The BiBiCloud consists of two independently usable pieces of software supporting each other.
Since our local computing grid uses OGE (Open Grid Engine, previously known as SGE or Codine) as batch-queuing system and the BiBiServ framework plus most of our standalone pipelines are based on it, we need a running OGE installation when running them in the cloud. In 2012, when starting searching for a good solution for an easy setup of a computing grid based on OGE within AWS EC2 environment, it was disappointing. On the one hand existing solutions were bad documented and on the other hand most of them needed a lot of manual configuration to run. Since we have some experiences to setup and administer the OGE (Oracle Grid Engine) on our local compute cluster, we decided to develop our own tool. Starting only with the GridEngine as job scheduling system and Amazon AWS as Cloud provider, BiBiGrid nowadays supports additional Mesos as scheduling framework and is (theoretical) independent from any cloud provider. See BiBiGrid page for a detailed description and downloadable informations.
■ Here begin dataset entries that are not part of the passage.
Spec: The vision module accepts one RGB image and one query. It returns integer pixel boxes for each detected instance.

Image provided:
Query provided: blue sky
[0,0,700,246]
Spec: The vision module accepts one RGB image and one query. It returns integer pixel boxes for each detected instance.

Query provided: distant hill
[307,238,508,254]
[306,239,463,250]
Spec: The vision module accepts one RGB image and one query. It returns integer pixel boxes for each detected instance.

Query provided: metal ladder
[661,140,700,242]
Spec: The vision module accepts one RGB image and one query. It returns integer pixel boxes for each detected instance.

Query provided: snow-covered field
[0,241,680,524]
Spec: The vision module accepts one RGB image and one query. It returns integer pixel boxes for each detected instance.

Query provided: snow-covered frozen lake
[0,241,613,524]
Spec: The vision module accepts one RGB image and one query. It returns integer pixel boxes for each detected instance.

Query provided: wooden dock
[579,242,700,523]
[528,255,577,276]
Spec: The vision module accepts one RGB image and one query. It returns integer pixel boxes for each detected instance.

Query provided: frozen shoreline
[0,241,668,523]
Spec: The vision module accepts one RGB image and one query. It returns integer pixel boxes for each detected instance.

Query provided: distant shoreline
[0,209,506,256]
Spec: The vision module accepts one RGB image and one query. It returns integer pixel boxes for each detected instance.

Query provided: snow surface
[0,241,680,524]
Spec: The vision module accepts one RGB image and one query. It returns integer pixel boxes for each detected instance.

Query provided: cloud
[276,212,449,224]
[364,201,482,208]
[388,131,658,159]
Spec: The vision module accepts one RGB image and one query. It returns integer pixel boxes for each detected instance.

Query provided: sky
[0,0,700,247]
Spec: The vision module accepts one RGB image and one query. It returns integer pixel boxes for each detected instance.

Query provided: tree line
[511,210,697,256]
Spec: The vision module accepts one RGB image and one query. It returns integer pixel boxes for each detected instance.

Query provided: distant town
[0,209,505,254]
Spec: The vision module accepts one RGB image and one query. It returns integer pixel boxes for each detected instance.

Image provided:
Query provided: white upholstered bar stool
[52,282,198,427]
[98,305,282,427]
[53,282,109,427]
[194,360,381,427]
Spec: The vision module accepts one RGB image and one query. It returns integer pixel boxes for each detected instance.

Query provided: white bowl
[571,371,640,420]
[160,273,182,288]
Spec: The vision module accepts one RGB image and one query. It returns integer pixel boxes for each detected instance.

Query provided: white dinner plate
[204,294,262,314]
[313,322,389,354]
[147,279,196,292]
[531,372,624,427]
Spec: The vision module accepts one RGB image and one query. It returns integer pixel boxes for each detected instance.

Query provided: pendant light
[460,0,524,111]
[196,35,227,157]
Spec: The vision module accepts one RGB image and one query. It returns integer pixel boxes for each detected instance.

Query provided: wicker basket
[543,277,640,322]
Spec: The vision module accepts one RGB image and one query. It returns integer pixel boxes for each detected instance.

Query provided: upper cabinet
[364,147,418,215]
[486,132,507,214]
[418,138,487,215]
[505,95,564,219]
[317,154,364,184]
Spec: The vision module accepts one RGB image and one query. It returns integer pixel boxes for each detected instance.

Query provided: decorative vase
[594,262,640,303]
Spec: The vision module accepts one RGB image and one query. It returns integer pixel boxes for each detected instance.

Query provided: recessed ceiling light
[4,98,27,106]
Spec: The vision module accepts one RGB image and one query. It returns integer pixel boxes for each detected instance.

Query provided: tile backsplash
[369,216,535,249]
Amazon S3 is a cloud storage service for large amounts of data. Before EC2 compute instances can process that data, they need a fast way to get to it. Our BiBiS3 module provides very efficient and scalable approaches to transfer data both to and from S3. The features we implemented are parallel transfer of multiple chunks of data, recursive transfer of whole directories with parallelisation of multiple file downloads, and simultaneous, parallel download via a cluster to either an NFS-shared directory, or split downloads of only smaller chunks of files.
See BiBiS3 page for a detailed description and downloadable informations.
The AMIs we provide for the usage with BiBiGrid contain an up-to-date preconfigured stable release of the BiBiServ framework. Together with the possibility of BiBiGrid to run an (early) user script during server set up, the BiBiServ framework can be set up easily.